Pour l’heure, Tahiry, neuf ans, veut s’en sortir. J’ai passé quelques courts instants à le regarder. C’est terrible, ce yaourt si nécessaire pour le soutenir et qu’il lui faut avaler à l’aide d’un petit tube flexible introduit à travers une des deux trouées réalisées là où se trouvait sa bouche, l’autre des deux servant à un embout qui l’aide à respirer... C’est terrible, ces larmes qui coulent alors sur ses joues pour se mêler aux suintements sanguinolents des plaies qui doivent s’aérer pour espérer sécher...

Depuis maintenant plus de 15 jours et pour deux semaines encore, la soixantaine et le visage aguerris par une inépuisable espérance devant les défis de la misère des autres, Odette Ribéro veille sur Tahiry, “son fils” ramené de “là-bas”, comme il y a 20 ans elle avait ramené de Madagascar, de là-bas, Tahiana et Anne-Marie. Elle veille sur Tahiry, répond calmement à ses moindres murmures, à ses clins d’œil et à ses appels des mains ou des pieds. Parfois, à son sourire aussi. Un émouvant langage de signes qu’elle comprend et auquel elle répond dans la seconde.

Odette Ribéro... Oui, c’est elle, elle que nous sommes nombreux à “Enfants du Monde - Réunion” à avoir connue, accompagnée, soutenue à la tête des 1200 parrains et marraines de petits enfants malgaches et de leurs familles. Odette Ribéro... Nous n’avons pas oublié l’image de son dévouement qui sortait de l’extraordinaire, son indéfectible acharnement à développer et à animer une chaîne de solidarité qui interpellerait les nantis que nous sommes tous quand nous voulons bien regarder ceux qui, à nos portes, survivent en fouillant les décharges.

Revenue dans son pays natal, elle est restée arrimée à la terre de la Grande Île. À Marseille où elle vit, elle a fondé “St Jérôme Partage et Développement Madagascar” pour que l’œuvre commencée ailleurs se poursuive là, avec d’autres...

À l’hôpital Necker, dans la petite chambre où elle a emmené de quoi pouvoir entretenir la flamme de ceux qui l’accompagnent dans sa croisade, dans la petite chambre où un matelas plié dans un coin de la salle de bains indique bien que c’est ici qu’elle passe ses jours et ses nuits, Odette Ribéro tremble et s’inquiète, s’épuise, prie et espère sans jamais le montrer. Elle nous interroge par son regard qui déborde de cette grandeur qui appartient aux gens d’exception et où nulle résignation ne pointe le nez.

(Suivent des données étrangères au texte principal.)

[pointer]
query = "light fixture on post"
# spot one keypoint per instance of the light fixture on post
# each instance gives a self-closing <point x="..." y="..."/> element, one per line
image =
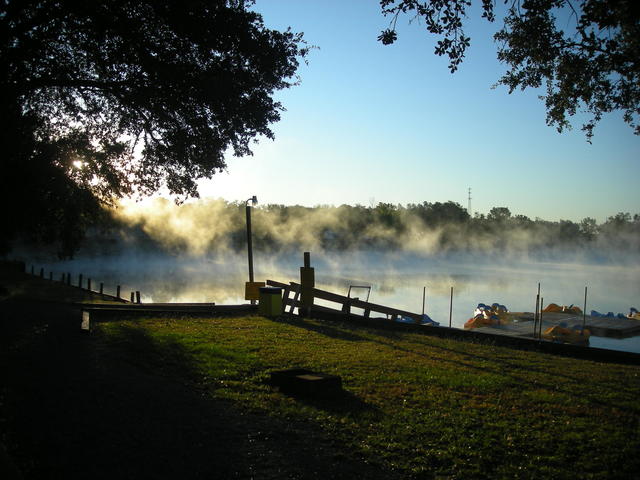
<point x="254" y="201"/>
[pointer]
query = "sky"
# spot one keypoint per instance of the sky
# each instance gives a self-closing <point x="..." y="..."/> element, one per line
<point x="370" y="123"/>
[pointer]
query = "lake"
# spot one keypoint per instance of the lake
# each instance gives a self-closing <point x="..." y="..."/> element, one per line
<point x="396" y="280"/>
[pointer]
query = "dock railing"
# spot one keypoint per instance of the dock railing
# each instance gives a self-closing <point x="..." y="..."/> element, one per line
<point x="345" y="303"/>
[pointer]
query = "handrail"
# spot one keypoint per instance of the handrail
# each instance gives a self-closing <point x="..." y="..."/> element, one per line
<point x="346" y="302"/>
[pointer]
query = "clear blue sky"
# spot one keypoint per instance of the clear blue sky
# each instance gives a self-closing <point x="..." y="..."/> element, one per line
<point x="372" y="123"/>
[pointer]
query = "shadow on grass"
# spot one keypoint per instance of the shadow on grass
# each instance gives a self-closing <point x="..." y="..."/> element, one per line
<point x="324" y="329"/>
<point x="128" y="405"/>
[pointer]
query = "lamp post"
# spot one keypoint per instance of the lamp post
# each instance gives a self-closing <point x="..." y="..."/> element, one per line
<point x="254" y="201"/>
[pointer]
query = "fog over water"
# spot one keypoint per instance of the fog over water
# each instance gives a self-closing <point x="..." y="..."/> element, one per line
<point x="397" y="280"/>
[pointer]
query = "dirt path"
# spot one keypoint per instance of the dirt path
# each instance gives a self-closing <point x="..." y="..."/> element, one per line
<point x="72" y="410"/>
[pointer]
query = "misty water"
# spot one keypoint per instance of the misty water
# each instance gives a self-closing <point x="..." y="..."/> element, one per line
<point x="396" y="280"/>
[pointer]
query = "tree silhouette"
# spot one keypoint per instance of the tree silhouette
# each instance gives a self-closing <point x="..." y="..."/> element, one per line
<point x="108" y="98"/>
<point x="585" y="53"/>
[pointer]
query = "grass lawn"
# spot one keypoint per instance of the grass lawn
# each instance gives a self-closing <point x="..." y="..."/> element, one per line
<point x="423" y="406"/>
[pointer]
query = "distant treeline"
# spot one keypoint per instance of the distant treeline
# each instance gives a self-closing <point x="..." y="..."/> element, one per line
<point x="210" y="226"/>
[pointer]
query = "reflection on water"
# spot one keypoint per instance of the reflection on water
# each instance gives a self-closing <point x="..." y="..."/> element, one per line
<point x="397" y="280"/>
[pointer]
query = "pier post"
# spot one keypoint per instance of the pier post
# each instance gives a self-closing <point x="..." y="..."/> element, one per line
<point x="307" y="284"/>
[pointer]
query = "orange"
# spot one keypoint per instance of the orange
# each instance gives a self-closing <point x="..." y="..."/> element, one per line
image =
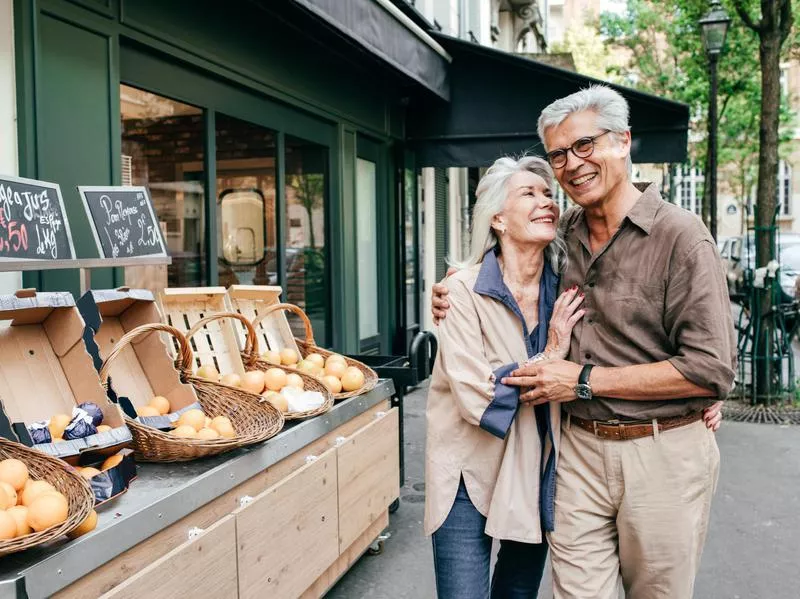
<point x="316" y="359"/>
<point x="14" y="472"/>
<point x="20" y="515"/>
<point x="275" y="379"/>
<point x="87" y="525"/>
<point x="112" y="462"/>
<point x="335" y="368"/>
<point x="11" y="492"/>
<point x="48" y="509"/>
<point x="335" y="358"/>
<point x="34" y="489"/>
<point x="332" y="383"/>
<point x="352" y="379"/>
<point x="272" y="357"/>
<point x="160" y="403"/>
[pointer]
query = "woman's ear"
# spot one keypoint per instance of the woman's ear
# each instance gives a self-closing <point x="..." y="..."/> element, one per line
<point x="498" y="224"/>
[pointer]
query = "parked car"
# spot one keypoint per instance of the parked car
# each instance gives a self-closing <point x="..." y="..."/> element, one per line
<point x="739" y="254"/>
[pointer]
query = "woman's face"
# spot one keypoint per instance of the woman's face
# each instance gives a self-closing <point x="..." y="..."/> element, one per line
<point x="529" y="215"/>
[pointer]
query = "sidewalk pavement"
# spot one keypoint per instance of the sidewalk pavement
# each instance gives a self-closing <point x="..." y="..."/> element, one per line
<point x="753" y="544"/>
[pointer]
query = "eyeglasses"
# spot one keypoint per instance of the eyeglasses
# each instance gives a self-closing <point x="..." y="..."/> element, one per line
<point x="582" y="148"/>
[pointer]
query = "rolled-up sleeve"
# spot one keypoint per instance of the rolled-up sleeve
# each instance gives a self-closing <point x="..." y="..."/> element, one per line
<point x="699" y="321"/>
<point x="480" y="397"/>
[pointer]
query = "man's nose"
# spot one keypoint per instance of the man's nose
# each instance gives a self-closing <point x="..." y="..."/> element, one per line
<point x="573" y="162"/>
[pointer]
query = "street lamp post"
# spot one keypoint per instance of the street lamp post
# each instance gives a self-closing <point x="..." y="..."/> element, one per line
<point x="715" y="28"/>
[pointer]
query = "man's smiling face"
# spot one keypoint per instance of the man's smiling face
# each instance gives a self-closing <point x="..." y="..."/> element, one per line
<point x="588" y="181"/>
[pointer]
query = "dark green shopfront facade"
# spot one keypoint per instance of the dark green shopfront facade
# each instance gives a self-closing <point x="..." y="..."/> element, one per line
<point x="271" y="147"/>
<point x="280" y="140"/>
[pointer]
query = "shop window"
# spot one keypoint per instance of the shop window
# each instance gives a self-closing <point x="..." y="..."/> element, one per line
<point x="367" y="235"/>
<point x="246" y="217"/>
<point x="307" y="274"/>
<point x="162" y="148"/>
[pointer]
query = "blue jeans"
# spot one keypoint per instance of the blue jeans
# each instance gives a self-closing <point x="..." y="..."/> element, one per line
<point x="462" y="552"/>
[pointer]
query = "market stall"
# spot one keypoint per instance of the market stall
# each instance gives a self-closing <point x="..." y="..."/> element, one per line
<point x="273" y="500"/>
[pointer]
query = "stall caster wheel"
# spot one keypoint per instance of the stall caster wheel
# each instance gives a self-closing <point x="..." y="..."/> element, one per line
<point x="378" y="544"/>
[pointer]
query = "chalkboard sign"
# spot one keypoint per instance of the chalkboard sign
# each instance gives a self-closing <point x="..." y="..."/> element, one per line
<point x="33" y="222"/>
<point x="123" y="222"/>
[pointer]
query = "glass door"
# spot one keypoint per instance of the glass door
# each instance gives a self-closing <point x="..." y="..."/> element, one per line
<point x="246" y="203"/>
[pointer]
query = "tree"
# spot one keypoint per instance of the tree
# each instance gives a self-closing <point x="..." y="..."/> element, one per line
<point x="772" y="31"/>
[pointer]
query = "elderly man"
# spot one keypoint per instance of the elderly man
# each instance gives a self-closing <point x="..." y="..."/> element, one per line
<point x="638" y="466"/>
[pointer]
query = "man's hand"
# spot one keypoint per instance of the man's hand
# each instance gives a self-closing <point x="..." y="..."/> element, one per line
<point x="553" y="380"/>
<point x="712" y="416"/>
<point x="439" y="303"/>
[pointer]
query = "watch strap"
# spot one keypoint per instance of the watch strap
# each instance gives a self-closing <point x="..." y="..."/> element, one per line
<point x="583" y="378"/>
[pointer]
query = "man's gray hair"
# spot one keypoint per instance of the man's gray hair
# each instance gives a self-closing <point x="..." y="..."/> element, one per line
<point x="491" y="195"/>
<point x="609" y="105"/>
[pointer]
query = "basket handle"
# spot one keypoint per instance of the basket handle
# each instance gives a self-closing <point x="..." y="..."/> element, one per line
<point x="295" y="310"/>
<point x="251" y="341"/>
<point x="183" y="362"/>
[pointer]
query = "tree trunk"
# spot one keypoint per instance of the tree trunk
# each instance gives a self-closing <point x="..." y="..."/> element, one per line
<point x="766" y="195"/>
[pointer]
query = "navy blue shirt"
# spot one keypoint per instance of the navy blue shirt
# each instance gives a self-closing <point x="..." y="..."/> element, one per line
<point x="500" y="414"/>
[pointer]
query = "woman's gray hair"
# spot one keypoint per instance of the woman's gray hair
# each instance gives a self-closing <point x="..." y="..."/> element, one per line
<point x="491" y="195"/>
<point x="609" y="105"/>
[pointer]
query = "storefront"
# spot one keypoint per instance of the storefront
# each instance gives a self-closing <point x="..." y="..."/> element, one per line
<point x="279" y="140"/>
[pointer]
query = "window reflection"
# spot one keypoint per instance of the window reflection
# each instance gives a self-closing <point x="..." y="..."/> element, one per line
<point x="246" y="221"/>
<point x="162" y="149"/>
<point x="306" y="252"/>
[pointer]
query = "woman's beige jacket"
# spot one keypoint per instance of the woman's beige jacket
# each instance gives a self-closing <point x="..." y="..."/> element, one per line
<point x="476" y="427"/>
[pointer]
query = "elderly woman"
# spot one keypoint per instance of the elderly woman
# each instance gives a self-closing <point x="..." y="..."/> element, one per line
<point x="491" y="461"/>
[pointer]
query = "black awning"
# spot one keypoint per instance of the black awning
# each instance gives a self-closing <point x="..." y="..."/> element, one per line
<point x="386" y="33"/>
<point x="495" y="101"/>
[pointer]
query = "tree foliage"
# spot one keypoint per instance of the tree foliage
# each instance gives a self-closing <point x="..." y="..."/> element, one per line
<point x="662" y="42"/>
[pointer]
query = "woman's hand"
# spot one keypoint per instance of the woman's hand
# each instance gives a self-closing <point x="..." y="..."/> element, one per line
<point x="712" y="416"/>
<point x="565" y="315"/>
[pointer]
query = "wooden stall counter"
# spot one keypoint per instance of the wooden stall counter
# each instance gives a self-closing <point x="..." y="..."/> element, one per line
<point x="283" y="519"/>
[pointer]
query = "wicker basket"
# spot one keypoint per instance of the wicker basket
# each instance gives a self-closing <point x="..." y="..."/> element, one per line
<point x="253" y="421"/>
<point x="74" y="487"/>
<point x="308" y="346"/>
<point x="252" y="362"/>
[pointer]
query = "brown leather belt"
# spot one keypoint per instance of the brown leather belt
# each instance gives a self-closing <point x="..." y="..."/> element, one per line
<point x="625" y="431"/>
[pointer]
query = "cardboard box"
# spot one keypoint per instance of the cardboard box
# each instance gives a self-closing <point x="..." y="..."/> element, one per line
<point x="216" y="344"/>
<point x="274" y="331"/>
<point x="45" y="370"/>
<point x="144" y="368"/>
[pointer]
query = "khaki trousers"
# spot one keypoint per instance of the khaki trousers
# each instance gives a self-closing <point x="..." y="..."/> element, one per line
<point x="632" y="510"/>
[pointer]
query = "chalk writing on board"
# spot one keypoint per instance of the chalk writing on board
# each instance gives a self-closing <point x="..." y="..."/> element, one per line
<point x="32" y="223"/>
<point x="123" y="220"/>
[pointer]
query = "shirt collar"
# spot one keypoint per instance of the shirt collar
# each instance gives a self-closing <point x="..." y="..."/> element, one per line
<point x="643" y="212"/>
<point x="490" y="282"/>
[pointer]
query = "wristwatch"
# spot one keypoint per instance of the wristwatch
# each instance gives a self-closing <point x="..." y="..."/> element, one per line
<point x="583" y="390"/>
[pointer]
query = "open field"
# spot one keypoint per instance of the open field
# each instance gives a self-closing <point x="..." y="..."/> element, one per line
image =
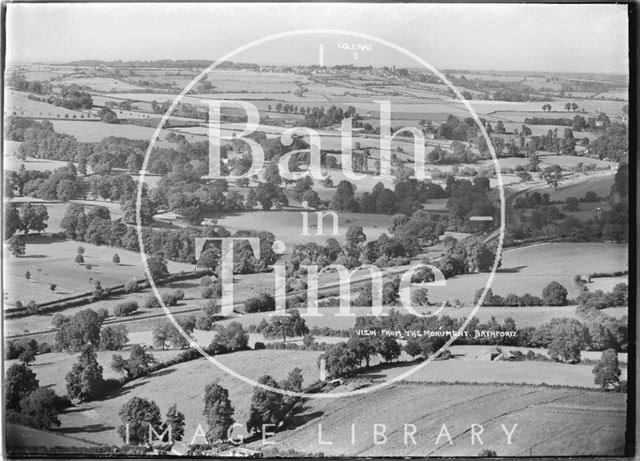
<point x="184" y="384"/>
<point x="600" y="183"/>
<point x="17" y="103"/>
<point x="287" y="225"/>
<point x="553" y="422"/>
<point x="530" y="269"/>
<point x="50" y="261"/>
<point x="464" y="367"/>
<point x="19" y="436"/>
<point x="606" y="283"/>
<point x="52" y="368"/>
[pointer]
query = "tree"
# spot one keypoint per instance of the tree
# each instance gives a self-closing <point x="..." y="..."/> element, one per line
<point x="568" y="337"/>
<point x="291" y="325"/>
<point x="412" y="347"/>
<point x="607" y="370"/>
<point x="81" y="329"/>
<point x="552" y="175"/>
<point x="12" y="221"/>
<point x="41" y="406"/>
<point x="20" y="381"/>
<point x="209" y="258"/>
<point x="209" y="314"/>
<point x="389" y="349"/>
<point x="33" y="217"/>
<point x="340" y="360"/>
<point x="137" y="415"/>
<point x="362" y="347"/>
<point x="572" y="204"/>
<point x="230" y="338"/>
<point x="85" y="378"/>
<point x="294" y="381"/>
<point x="218" y="412"/>
<point x="174" y="421"/>
<point x="272" y="174"/>
<point x="113" y="338"/>
<point x="554" y="294"/>
<point x="355" y="236"/>
<point x="17" y="246"/>
<point x="344" y="200"/>
<point x="267" y="407"/>
<point x="138" y="364"/>
<point x="157" y="267"/>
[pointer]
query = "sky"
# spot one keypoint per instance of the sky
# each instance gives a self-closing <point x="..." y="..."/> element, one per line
<point x="551" y="38"/>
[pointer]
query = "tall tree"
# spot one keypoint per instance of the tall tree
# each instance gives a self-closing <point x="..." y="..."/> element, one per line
<point x="218" y="411"/>
<point x="85" y="378"/>
<point x="607" y="370"/>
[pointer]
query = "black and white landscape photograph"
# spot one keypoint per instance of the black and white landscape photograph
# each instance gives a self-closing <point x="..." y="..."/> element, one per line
<point x="297" y="230"/>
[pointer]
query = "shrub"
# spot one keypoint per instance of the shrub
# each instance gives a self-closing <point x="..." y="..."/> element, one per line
<point x="131" y="286"/>
<point x="125" y="309"/>
<point x="590" y="196"/>
<point x="554" y="294"/>
<point x="261" y="303"/>
<point x="206" y="281"/>
<point x="208" y="316"/>
<point x="151" y="302"/>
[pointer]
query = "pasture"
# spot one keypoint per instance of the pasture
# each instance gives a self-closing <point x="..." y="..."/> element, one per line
<point x="552" y="422"/>
<point x="184" y="385"/>
<point x="465" y="367"/>
<point x="287" y="225"/>
<point x="17" y="103"/>
<point x="530" y="269"/>
<point x="599" y="182"/>
<point x="51" y="261"/>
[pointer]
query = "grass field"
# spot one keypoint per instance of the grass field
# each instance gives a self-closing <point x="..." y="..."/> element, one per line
<point x="184" y="384"/>
<point x="553" y="422"/>
<point x="600" y="183"/>
<point x="287" y="225"/>
<point x="530" y="269"/>
<point x="17" y="103"/>
<point x="465" y="367"/>
<point x="51" y="261"/>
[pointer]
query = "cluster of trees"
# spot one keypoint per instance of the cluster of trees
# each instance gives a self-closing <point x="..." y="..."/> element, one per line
<point x="549" y="121"/>
<point x="28" y="218"/>
<point x="613" y="144"/>
<point x="554" y="294"/>
<point x="407" y="196"/>
<point x="598" y="300"/>
<point x="465" y="257"/>
<point x="85" y="328"/>
<point x="71" y="97"/>
<point x="141" y="417"/>
<point x="28" y="403"/>
<point x="139" y="363"/>
<point x="317" y="117"/>
<point x="60" y="184"/>
<point x="174" y="244"/>
<point x="551" y="142"/>
<point x="459" y="130"/>
<point x="19" y="82"/>
<point x="460" y="154"/>
<point x="165" y="334"/>
<point x="468" y="198"/>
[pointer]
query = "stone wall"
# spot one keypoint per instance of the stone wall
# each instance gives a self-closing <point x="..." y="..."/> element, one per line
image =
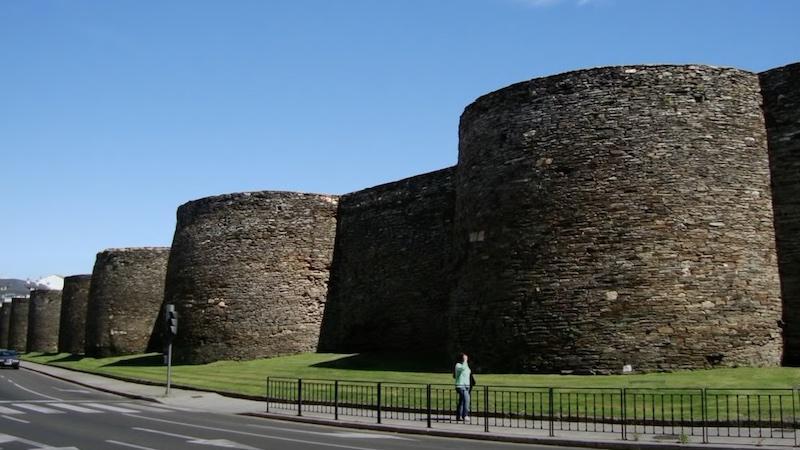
<point x="44" y="313"/>
<point x="618" y="215"/>
<point x="5" y="323"/>
<point x="125" y="298"/>
<point x="248" y="274"/>
<point x="390" y="276"/>
<point x="74" y="302"/>
<point x="18" y="330"/>
<point x="780" y="89"/>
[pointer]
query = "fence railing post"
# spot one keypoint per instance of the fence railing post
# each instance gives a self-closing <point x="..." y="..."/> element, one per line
<point x="379" y="403"/>
<point x="622" y="414"/>
<point x="428" y="404"/>
<point x="551" y="414"/>
<point x="486" y="409"/>
<point x="268" y="398"/>
<point x="299" y="396"/>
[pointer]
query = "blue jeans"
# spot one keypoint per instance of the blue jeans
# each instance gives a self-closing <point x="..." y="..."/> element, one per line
<point x="462" y="408"/>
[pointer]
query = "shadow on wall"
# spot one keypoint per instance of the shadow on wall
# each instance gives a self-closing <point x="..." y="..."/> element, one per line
<point x="68" y="358"/>
<point x="391" y="362"/>
<point x="149" y="360"/>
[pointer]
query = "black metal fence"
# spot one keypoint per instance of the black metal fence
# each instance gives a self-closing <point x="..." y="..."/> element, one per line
<point x="686" y="415"/>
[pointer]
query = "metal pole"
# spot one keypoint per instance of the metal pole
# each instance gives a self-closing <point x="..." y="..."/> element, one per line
<point x="169" y="368"/>
<point x="428" y="395"/>
<point x="551" y="412"/>
<point x="336" y="400"/>
<point x="299" y="396"/>
<point x="486" y="408"/>
<point x="622" y="405"/>
<point x="267" y="394"/>
<point x="379" y="403"/>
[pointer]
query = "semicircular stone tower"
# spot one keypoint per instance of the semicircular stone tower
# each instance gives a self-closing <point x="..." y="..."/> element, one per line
<point x="125" y="298"/>
<point x="248" y="274"/>
<point x="44" y="312"/>
<point x="18" y="329"/>
<point x="5" y="322"/>
<point x="74" y="301"/>
<point x="613" y="216"/>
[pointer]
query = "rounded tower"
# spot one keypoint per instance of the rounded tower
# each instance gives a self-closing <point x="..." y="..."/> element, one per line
<point x="74" y="301"/>
<point x="18" y="329"/>
<point x="617" y="215"/>
<point x="44" y="312"/>
<point x="125" y="297"/>
<point x="248" y="274"/>
<point x="5" y="323"/>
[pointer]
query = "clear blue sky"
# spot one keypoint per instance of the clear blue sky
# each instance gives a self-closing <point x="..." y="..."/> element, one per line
<point x="114" y="113"/>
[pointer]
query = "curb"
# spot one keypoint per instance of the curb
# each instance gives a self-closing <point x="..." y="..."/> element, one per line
<point x="91" y="386"/>
<point x="559" y="442"/>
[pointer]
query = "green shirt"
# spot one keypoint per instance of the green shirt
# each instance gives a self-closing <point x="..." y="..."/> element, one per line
<point x="462" y="374"/>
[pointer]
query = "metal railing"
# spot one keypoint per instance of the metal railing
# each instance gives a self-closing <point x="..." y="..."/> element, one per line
<point x="763" y="416"/>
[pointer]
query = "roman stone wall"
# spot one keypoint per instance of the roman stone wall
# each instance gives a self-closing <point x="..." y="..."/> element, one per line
<point x="44" y="313"/>
<point x="780" y="89"/>
<point x="5" y="323"/>
<point x="248" y="274"/>
<point x="125" y="297"/>
<point x="390" y="276"/>
<point x="619" y="215"/>
<point x="74" y="302"/>
<point x="18" y="330"/>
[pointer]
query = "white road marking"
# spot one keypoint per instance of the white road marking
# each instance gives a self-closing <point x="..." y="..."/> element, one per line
<point x="15" y="419"/>
<point x="75" y="408"/>
<point x="193" y="440"/>
<point x="38" y="408"/>
<point x="79" y="391"/>
<point x="111" y="408"/>
<point x="244" y="433"/>
<point x="35" y="393"/>
<point x="125" y="444"/>
<point x="4" y="410"/>
<point x="343" y="434"/>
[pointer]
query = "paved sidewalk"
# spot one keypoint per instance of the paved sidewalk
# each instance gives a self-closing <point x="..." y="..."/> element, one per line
<point x="213" y="402"/>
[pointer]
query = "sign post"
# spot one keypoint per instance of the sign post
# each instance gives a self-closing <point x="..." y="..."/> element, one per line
<point x="170" y="331"/>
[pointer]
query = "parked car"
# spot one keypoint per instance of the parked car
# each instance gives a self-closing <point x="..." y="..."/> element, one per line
<point x="9" y="358"/>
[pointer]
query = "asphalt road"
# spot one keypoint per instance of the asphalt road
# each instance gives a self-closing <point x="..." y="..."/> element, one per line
<point x="37" y="411"/>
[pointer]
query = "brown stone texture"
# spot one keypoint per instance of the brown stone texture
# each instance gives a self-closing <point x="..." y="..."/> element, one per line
<point x="5" y="323"/>
<point x="44" y="314"/>
<point x="619" y="215"/>
<point x="780" y="89"/>
<point x="248" y="274"/>
<point x="390" y="277"/>
<point x="18" y="330"/>
<point x="74" y="302"/>
<point x="125" y="297"/>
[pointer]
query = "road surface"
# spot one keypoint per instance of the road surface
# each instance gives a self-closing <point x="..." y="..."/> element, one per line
<point x="37" y="411"/>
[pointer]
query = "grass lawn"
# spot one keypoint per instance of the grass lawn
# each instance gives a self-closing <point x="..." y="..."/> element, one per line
<point x="248" y="377"/>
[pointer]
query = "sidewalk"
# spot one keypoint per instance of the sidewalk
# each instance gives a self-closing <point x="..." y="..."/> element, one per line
<point x="213" y="402"/>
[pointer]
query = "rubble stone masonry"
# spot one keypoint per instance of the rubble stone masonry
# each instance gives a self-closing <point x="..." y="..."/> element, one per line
<point x="780" y="89"/>
<point x="390" y="281"/>
<point x="44" y="312"/>
<point x="619" y="215"/>
<point x="74" y="302"/>
<point x="248" y="274"/>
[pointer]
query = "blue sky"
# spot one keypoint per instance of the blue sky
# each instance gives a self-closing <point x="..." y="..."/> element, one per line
<point x="114" y="113"/>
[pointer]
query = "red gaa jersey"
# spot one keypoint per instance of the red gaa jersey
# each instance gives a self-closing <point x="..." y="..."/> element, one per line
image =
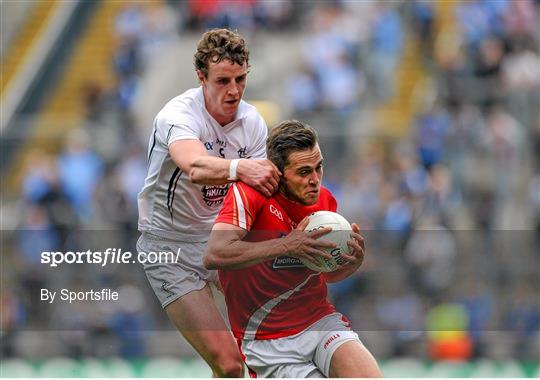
<point x="279" y="297"/>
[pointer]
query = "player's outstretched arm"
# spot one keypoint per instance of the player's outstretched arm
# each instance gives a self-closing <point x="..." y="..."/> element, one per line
<point x="227" y="250"/>
<point x="354" y="260"/>
<point x="192" y="158"/>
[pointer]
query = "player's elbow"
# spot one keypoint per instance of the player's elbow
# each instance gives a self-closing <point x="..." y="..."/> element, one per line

Dans l’agenda de la Région Réunion que je lui ai laissé en signe d’amitié, j’ai écrit quelques mots : "À toi qui as épousé la plus belle des causes : celle de ceux que Dieu a abandonnés à notre amour de Dieu...". Et puis, après l’avoir embrassée, je suis allé un peu plus haut où dans l’église Notre Dame des Champs, en toute humilité, j’avais quelque chose à dire à quelqu’un.